Inspect to ensure that nothing has been damaged since your last inspection. Also, check if the seller is following through. If you discover significant damage to the property, you may be able to get the seller to fix it, but you cannot back out of the deal at this point. Final walkthroughs usually occur 24 hours before closing.


Document signing

After the final walkthrough, you’re nearing escrow’s closing. The buyer, the seller, the real estate agents, the title company, and the escrow representative must get together and sign the required documents before the sale closes.

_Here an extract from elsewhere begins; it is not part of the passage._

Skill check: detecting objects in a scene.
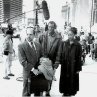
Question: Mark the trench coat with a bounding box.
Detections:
[39,31,61,68]
[57,40,82,96]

You also need to pay the closing costs and down payment.


Do You Need Any Documents for Escrow Closure?

Depending on how you fund the purchase, you’ll need specific documents to close escrow.

If you are paying cash, you will need a transfer deed. After signing the deed, having it notarized, submitting it to the court, and closing escrow, you must provide other documents to close escrow. Since most home buyers will obtain a mortgage loan, they may also need the following documents:


Transfer deed:

The seller will still need to transfer the registration of the property to the buyer when they take out a mortgage loan.


Bill of sale:

Several items appear in a bill of sale. These include appliances, furnaces, air conditioners, security systems, light fixtures, and anything else negotiated during the purchase agreement.

The seller must provide a notarized vendor’s affidavit. It states that the seller owns the property. This document should also list any existing leases or liens on the property.



It is a legal document that indicates you are eligible to take out a loan to fund your sale. The city registers mortgage deeds, which then become liens on the property.


Mortgage Application:

In most cases, lenders require an updated loan application during escrow. This ensures they know of any changes since your first loan application began, such as employment or salary changes.


Closing disclosure:

Closing disclosures vary from lender to lender, but you must sign them to demonstrate that you understand the mortgage process.

The title and loan type are complex if your lender requires additional documents.


Bottom Line

Your real estate agent will oversee this escrow process, so do not worry if you don’t understand every detail. However, you should know what happens in any transaction where so much money is at stake. This action will help prevent others from taking advantage of you or losing your home.